I posted a thread earlier with the same information chick. See thread Dumfries & Galloway


----------



## mistericeman (Apr 11, 2018)

To be fair the whole 'wildcamping' thang... Was only as I understand it envisaged to cover small backpacking tents....
I consider it lucky when we are frankly turned a blind eye too. 

At the end of the day I have personally witnessed the 'NED' Attitude exhibited when we were camping under canvas at the side of Loch Doon in the Galloway forest a year or two back. 

Piles of beer cans, and litter plus dead fire pits along with camping chairs with strategic holes cut in them, left at the, Loch side. 

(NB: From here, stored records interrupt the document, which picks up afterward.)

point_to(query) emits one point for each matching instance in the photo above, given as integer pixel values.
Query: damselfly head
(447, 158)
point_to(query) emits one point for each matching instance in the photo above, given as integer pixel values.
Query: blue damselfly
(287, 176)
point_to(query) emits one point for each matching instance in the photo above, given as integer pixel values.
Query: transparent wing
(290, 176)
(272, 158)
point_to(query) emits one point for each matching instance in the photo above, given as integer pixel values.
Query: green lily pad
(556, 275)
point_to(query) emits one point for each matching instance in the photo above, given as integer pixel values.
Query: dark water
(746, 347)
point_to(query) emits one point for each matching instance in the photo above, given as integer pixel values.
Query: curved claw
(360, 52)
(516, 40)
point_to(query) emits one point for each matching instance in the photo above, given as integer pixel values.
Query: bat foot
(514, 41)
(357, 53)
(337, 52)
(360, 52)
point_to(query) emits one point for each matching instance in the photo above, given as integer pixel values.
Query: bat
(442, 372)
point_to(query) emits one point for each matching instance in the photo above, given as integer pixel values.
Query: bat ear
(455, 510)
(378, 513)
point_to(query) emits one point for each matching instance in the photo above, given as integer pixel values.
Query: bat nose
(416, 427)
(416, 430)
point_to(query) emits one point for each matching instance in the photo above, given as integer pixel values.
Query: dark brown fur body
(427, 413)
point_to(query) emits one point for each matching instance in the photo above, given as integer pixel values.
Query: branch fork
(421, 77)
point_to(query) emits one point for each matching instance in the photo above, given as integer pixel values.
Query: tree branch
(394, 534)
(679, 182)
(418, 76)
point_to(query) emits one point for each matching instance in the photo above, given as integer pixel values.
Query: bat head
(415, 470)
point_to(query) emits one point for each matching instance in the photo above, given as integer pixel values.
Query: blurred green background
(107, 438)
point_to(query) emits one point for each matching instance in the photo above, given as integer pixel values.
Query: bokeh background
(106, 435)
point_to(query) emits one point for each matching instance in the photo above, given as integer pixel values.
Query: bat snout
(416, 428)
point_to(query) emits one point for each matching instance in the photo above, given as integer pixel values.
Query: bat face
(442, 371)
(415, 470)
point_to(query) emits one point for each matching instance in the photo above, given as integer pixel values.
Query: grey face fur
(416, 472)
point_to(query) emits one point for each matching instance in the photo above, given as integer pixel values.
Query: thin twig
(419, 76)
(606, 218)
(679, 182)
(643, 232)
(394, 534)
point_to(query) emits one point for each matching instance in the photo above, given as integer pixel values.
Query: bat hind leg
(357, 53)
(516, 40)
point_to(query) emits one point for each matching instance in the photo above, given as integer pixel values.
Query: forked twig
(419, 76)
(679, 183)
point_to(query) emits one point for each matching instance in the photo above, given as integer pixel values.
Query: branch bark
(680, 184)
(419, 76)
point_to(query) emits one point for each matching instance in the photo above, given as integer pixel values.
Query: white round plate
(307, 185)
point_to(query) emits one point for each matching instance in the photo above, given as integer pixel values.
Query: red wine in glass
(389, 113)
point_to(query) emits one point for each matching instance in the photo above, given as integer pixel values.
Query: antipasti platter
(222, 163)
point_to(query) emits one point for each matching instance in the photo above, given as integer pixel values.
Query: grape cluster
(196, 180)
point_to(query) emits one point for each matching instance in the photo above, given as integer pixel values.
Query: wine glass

Shame as ever a small highly visible number ruin things for the responsible ones.


----------



## peter palance (Apr 12, 2018)

*sorry*



2cv said:


> Last year I travelled down the Raiders Road. I saw no overnight parking notices so stayed elsewhere, a very attractive drive though. I've just read on FB that rangers are now enforcing the no overnight use of vehicles, strangely still encouraging tent widcamping but at least a hundred metres from vehicles.
> The person posting on FB had received the following e mail in response to questioning the policy:
> 
> View attachment 62587
> ...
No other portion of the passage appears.